Debezium Series, Part 6: Handling Schema Changes

What happens when someone alters a table. DDL propagation, Schema Registry integration, breaking vs non-breaking changes, and strategies to evolve without downtime.

Schema changes are inevitable. Columns get added, renamed, or dropped as applications evolve. In a traditional batch pipeline, a schema change is a scheduled event — you update the ETL script and rerun. In a CDC pipeline, schema changes happen in the middle of a live stream and must be handled without dropping data or breaking consumers.

What Happens on a Schema Change

When a table schema changes, Debezium detects it through the replication log and updates the Kafka message schema accordingly.

For PostgreSQL, the schema is embedded in each message (or registered in Schema Registry). When a column is added, subsequent events include the new column. For MySQL, the DDL statement is recorded in the schema history topic and replayed on connector restart.

The core problem: consumers that were built against the old schema may break when they encounter new schema events.

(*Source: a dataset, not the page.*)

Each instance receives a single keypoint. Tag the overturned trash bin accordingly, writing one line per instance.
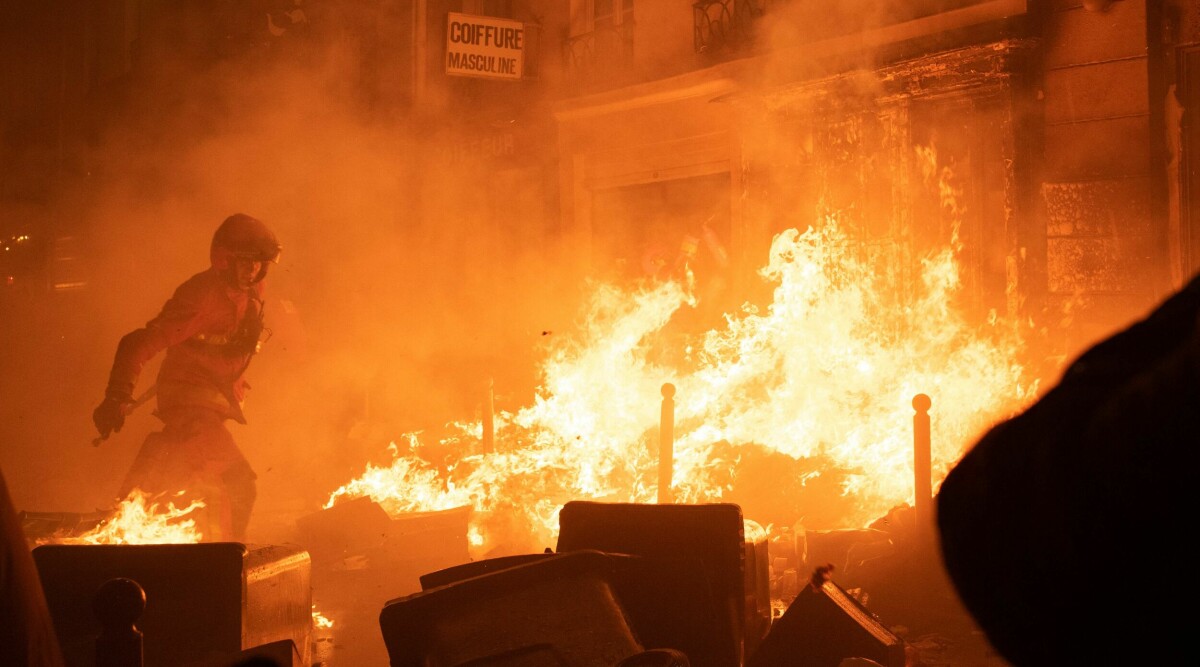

Non-Breaking vs Breaking Changes

Non-Breaking Changes (Safe)

These changes do not break existing consumers:

ChangeImpact
Add a nullable column with defaultNew field appears in after; old consumers ignore unknown fields
Add a new tableNew topic created; existing consumers unaffected
Increase column length (e.g., VARCHAR(50) → VARCHAR(200))No change to event structure
Add an indexNot visible in events

Breaking Changes (Dangerous)

These changes can break existing consumers:

ChangeImpact
Drop a columnField disappears from events; consumers expecting it fail
Rename a columnOld field gone, new field appears; consumers using old name break
Change column type (e.g., INT → TEXT)Value type in event changes; consumers fail on deserialization
Add a NOT NULL column without a defaultInsert events start carrying the new field as required

Schema Registry Integration

Without Schema Registry, every Debezium message embeds its full schema — which is verbose and makes schema evolution harder to coordinate. With Schema Registry, schemas are registered centrally and messages carry only a compact schema ID.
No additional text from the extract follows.